When I attended ISTE this summer in Philadelphia, I attended a session by Andrew K. Miller called Freedom to Fail. At the largest international tech conference in the world, I took away the most impactful message from this session and it wasn't about tech at all for me. It was focused on teaching kids to fail forward, to change the negative connotation of the word FAIL to something that means needs more improvement, TRY AGAIN and KEEP TRYING! I came home and bought Andrew's book. Short, but great read. Here's the key points hat I took away from Andrew's book and will continue to revisit as I begin my first loop:
- When treated as a necessary step towards innovation, failure can help students to:
- Promote and establish a growth mindset,
- Build resiliency and a life-long learning mentality, and
- Prepare for the real world.
- Fear of failure is one of the leading causes of anxiety for students.
- Frame failure through a growth mindset.
- FAIL: First Attempt In Learning
- Failure is a beginning, not an end.
- If students are never given the opportunity to fail, they'll never know how much they can improve.
- By allowing and even prompting productive failure in the classroom, we can help students build their resiliency.
- When we fail in safe ways, we want to learn more.
- Students learn best through authentic experiences connected to the real world.
- Failure can only move students in the right direction if they have clear expectations and objectives, which are best established through rubrics and checklists and should be based on learning outcomes or standards.
- When students know that they'll be sharing their authentic products with an authentic audience, they will be motivated to continually revise their work as they make mistakes. Authenticity can create the need to improve work and , in the process, embrace the virtues of failure.
- This is one of the biggest problems with failure in the classroom: We set students up for epic fails before the have a chance to learn from the process. Instead, students need to be given multiple low stakes opportunities to fail, as these facilitate ongoing risk taking and impart to students the sense that failure isn't a big of a deal as they may think it is.

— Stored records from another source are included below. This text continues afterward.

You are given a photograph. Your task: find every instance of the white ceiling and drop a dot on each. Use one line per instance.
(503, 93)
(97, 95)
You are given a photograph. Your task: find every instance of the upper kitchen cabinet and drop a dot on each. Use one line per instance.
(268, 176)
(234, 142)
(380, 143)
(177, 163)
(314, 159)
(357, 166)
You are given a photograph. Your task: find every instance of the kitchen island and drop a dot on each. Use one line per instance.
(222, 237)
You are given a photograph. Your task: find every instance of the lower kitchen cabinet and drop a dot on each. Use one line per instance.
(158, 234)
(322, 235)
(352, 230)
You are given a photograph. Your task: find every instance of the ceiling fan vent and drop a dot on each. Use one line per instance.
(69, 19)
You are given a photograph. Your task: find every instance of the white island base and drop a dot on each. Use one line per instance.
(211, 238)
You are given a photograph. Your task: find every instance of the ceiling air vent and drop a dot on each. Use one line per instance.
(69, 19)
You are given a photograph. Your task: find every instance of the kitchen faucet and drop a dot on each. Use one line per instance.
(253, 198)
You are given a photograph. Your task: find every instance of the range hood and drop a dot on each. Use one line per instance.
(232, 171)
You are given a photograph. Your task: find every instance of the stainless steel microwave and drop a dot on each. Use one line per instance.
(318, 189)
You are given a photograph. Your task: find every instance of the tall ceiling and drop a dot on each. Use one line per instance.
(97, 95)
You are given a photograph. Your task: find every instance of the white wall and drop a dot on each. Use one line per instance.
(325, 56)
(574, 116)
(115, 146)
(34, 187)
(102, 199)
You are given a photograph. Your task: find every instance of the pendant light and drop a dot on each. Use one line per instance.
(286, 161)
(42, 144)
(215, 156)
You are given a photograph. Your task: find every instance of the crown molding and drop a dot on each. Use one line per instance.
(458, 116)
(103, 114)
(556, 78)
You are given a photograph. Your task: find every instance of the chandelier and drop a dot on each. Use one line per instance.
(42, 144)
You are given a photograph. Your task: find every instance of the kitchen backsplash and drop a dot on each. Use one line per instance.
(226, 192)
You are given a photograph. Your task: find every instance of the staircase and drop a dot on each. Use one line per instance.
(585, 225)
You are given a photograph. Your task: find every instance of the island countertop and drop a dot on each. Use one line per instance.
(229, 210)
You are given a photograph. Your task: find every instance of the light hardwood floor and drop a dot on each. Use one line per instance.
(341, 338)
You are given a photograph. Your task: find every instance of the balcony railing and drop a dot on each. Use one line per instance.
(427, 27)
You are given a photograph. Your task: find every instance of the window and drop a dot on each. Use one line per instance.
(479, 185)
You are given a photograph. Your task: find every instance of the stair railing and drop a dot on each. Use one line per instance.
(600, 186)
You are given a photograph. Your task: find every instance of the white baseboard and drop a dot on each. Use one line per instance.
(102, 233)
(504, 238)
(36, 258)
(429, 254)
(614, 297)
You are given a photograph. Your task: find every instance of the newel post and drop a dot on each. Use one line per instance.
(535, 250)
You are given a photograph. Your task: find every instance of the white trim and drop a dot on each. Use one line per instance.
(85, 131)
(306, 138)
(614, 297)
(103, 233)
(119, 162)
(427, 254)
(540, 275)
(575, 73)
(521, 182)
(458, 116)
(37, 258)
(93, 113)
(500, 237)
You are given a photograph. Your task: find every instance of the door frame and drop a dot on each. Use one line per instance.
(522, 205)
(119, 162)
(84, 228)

- Through the explicit teaching of questioning strategies, teachers can support students in moving past failure to success.
- A culture of collaboration must be sustained year-round if the freedom to fail is to be ingrained.

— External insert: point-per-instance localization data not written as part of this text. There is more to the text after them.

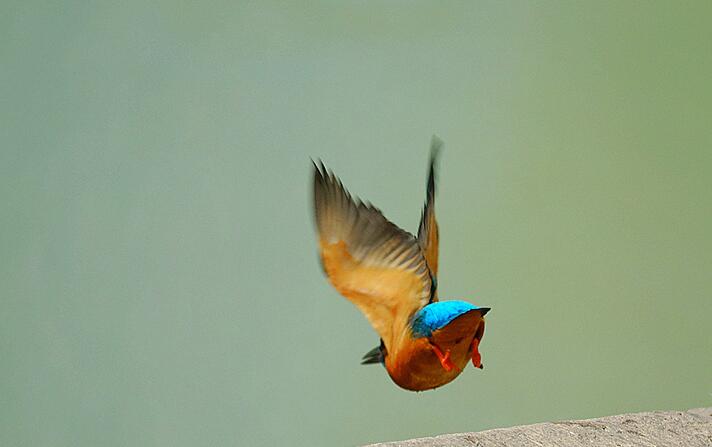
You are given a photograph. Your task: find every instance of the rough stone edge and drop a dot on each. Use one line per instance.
(689, 428)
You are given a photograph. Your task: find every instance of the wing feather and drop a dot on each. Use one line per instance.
(368, 259)
(428, 235)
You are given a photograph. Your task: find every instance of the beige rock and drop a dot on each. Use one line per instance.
(690, 428)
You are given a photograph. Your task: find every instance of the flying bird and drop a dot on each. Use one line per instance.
(391, 276)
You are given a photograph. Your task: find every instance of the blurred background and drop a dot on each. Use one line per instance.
(159, 282)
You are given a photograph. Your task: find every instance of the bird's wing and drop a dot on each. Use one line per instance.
(376, 265)
(428, 229)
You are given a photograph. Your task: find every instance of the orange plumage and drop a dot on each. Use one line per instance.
(390, 275)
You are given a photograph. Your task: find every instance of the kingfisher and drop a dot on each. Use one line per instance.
(391, 276)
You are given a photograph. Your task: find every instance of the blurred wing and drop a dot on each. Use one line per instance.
(369, 260)
(428, 229)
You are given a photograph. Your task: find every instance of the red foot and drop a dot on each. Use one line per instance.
(448, 365)
(476, 357)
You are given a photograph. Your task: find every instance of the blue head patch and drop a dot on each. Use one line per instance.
(437, 315)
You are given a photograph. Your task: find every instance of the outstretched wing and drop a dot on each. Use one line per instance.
(428, 229)
(369, 260)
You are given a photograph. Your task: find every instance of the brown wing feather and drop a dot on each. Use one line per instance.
(428, 229)
(369, 260)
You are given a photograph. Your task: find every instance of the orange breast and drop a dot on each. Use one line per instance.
(416, 367)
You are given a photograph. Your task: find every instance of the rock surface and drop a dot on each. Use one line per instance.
(690, 428)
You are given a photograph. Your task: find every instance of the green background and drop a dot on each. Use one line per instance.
(159, 282)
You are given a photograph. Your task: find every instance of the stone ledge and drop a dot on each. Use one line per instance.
(690, 428)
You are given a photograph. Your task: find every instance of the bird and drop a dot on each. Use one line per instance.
(391, 277)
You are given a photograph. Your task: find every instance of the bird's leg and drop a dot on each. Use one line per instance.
(445, 360)
(476, 357)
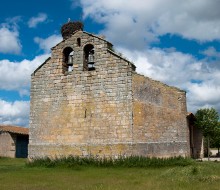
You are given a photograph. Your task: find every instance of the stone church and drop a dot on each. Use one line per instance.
(88, 100)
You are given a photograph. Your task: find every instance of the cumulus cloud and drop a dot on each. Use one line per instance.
(197, 78)
(211, 52)
(9, 37)
(137, 22)
(16, 75)
(14, 113)
(133, 25)
(48, 43)
(34, 21)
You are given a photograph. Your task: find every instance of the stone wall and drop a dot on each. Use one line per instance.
(109, 111)
(7, 145)
(160, 127)
(81, 112)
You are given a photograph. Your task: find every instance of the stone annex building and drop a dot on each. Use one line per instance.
(88, 100)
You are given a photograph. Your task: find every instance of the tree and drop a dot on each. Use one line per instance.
(216, 138)
(207, 121)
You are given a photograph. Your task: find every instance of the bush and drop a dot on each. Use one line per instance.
(132, 161)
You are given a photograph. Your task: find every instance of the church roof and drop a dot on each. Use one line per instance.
(14, 129)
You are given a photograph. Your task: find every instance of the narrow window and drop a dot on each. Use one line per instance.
(79, 42)
(68, 59)
(89, 60)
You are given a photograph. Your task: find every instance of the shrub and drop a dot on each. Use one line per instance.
(131, 161)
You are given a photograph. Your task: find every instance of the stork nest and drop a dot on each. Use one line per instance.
(69, 28)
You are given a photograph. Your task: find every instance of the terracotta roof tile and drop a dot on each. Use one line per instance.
(14, 129)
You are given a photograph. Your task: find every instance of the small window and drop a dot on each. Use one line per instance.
(79, 42)
(68, 54)
(89, 59)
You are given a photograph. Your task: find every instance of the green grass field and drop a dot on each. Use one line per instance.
(14, 174)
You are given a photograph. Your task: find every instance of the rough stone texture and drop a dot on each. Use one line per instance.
(159, 122)
(110, 111)
(7, 145)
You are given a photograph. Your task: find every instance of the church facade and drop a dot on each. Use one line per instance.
(88, 100)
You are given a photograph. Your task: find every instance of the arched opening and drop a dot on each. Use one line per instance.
(68, 59)
(89, 61)
(79, 42)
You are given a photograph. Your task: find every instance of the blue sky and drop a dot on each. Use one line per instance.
(174, 41)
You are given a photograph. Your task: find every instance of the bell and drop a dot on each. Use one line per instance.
(70, 60)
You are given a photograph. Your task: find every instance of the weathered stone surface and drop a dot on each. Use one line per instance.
(109, 111)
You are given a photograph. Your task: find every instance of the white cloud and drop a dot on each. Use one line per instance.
(9, 41)
(16, 75)
(180, 70)
(34, 21)
(48, 43)
(211, 52)
(14, 113)
(136, 22)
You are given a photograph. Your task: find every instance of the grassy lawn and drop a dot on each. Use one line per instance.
(14, 174)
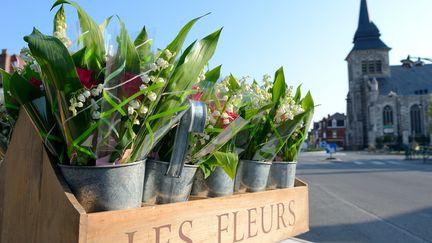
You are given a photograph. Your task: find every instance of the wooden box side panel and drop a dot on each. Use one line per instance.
(35, 206)
(268, 216)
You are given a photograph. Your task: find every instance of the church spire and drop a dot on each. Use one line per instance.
(367, 35)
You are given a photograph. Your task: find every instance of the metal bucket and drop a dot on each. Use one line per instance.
(199, 187)
(253, 175)
(219, 184)
(237, 179)
(105, 188)
(282, 175)
(155, 170)
(171, 189)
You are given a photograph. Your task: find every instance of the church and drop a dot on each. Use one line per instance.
(386, 105)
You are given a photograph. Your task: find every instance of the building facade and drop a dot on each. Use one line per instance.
(330, 129)
(385, 104)
(7, 62)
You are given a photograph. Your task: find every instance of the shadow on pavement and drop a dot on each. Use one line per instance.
(405, 228)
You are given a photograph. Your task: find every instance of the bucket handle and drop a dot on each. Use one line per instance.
(192, 121)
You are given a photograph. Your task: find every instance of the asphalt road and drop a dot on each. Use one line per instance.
(365, 197)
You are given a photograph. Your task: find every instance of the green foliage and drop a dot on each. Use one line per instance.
(143, 47)
(92, 37)
(292, 147)
(11, 104)
(183, 77)
(61, 82)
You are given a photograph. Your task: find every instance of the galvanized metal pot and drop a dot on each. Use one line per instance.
(168, 189)
(253, 175)
(199, 187)
(105, 188)
(154, 172)
(219, 184)
(282, 174)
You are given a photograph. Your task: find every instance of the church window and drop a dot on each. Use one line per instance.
(371, 67)
(387, 116)
(378, 66)
(364, 67)
(416, 124)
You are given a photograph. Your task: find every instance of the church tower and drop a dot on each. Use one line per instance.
(368, 62)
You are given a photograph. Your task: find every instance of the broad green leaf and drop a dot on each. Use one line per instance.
(61, 82)
(11, 103)
(234, 84)
(104, 24)
(33, 101)
(297, 95)
(270, 149)
(143, 47)
(92, 39)
(177, 43)
(207, 86)
(127, 50)
(185, 74)
(213, 75)
(279, 87)
(22, 91)
(78, 57)
(228, 161)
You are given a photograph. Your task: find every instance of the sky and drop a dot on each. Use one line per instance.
(309, 38)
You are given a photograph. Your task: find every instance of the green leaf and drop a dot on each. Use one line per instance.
(78, 57)
(279, 87)
(61, 81)
(228, 161)
(143, 47)
(92, 37)
(33, 101)
(104, 24)
(127, 50)
(269, 150)
(11, 103)
(177, 43)
(234, 84)
(207, 86)
(22, 91)
(297, 95)
(213, 75)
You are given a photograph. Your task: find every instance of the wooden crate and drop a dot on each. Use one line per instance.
(36, 205)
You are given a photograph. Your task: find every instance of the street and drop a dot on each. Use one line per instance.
(363, 197)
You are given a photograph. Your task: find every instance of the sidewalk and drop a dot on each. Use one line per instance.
(295, 240)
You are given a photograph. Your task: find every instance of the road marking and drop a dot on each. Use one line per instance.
(371, 214)
(377, 163)
(394, 162)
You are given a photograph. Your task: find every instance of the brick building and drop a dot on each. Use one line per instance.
(330, 129)
(8, 61)
(386, 104)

- Educators should model learning from failure as often as they can.
- Reflection focused on analyzing failure can help students to reframe it as a positive and meaningful experience.

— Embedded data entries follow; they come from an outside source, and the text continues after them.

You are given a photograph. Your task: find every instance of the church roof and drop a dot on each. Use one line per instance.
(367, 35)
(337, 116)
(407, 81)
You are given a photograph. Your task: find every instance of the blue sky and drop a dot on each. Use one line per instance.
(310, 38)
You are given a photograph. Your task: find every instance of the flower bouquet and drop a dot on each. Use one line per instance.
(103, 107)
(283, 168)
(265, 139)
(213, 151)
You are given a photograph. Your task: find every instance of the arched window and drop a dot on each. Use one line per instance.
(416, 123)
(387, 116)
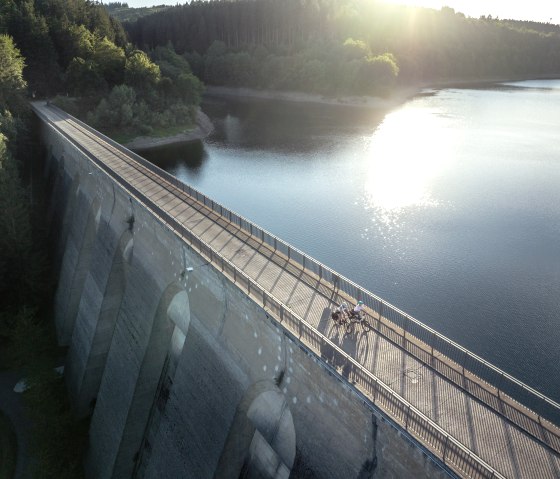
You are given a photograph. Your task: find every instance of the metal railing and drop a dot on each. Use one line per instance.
(441, 444)
(435, 345)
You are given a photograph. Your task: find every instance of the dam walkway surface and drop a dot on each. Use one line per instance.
(418, 381)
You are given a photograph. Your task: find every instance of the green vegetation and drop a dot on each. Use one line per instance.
(73, 47)
(8, 448)
(26, 332)
(345, 46)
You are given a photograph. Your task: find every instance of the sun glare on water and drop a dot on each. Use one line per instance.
(406, 154)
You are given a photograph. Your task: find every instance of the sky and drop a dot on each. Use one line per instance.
(537, 10)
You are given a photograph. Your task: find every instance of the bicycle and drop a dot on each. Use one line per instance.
(357, 318)
(343, 316)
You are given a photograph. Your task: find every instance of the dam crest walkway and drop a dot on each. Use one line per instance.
(459, 408)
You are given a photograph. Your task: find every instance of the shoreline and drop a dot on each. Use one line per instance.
(398, 96)
(204, 127)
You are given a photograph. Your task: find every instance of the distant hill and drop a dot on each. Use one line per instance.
(124, 13)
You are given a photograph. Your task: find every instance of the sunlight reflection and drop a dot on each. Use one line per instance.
(406, 154)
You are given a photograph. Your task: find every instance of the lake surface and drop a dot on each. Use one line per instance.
(447, 206)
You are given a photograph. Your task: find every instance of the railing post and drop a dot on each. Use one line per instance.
(445, 448)
(407, 416)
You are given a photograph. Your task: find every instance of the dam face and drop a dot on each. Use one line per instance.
(182, 373)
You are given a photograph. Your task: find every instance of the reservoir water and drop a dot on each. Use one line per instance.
(447, 206)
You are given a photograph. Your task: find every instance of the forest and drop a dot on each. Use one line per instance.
(345, 46)
(74, 48)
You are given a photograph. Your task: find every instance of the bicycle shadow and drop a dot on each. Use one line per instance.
(357, 343)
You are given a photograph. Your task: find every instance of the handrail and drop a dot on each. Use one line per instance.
(504, 383)
(437, 441)
(547, 436)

- Consider using journals, discussions, and other reflection methods to facilitate failing forward.
- We all have students who tend to finish tasks early or who have some background knowledge that makes work a bit easier for them. We need to make sure that these students experience failure too. DIFFERENTIATE. Challenge them.
- Assessments that encourage the freedom to fail allow for student voice and choice and structured feedback.
- Smaller, targeted failures prevent students from becoming overwhelmed and allow them to see failure as integral to the journey rather than simply the result of it.
- SMART Goals: Specific. Measurable. Attainable. Reasonable. Time-oriented.
- Students need specific, relevant, and timely feedback. We want students to think and reflect on their failures and reach an understanding of what happened and what to do next, and we want them to apply the feedback to their work immediately. Make sure feedback isn't overwhelming.
- Students should not be graded on their failures, no matter how important they are to eventual success. If students fail and receive a poor grade, they will think they are being punished for taking risks. Instead, teachers should sue grades to reward students at their best. Failure should be motivated by authentic learning and risk taking rather than by grades.
- When we admit something isn't working, we communicate the message that failure is simply an opportunity to reflect and revise.
At our Open House, I will be sending a copy of my Philosophy on Failure to parents.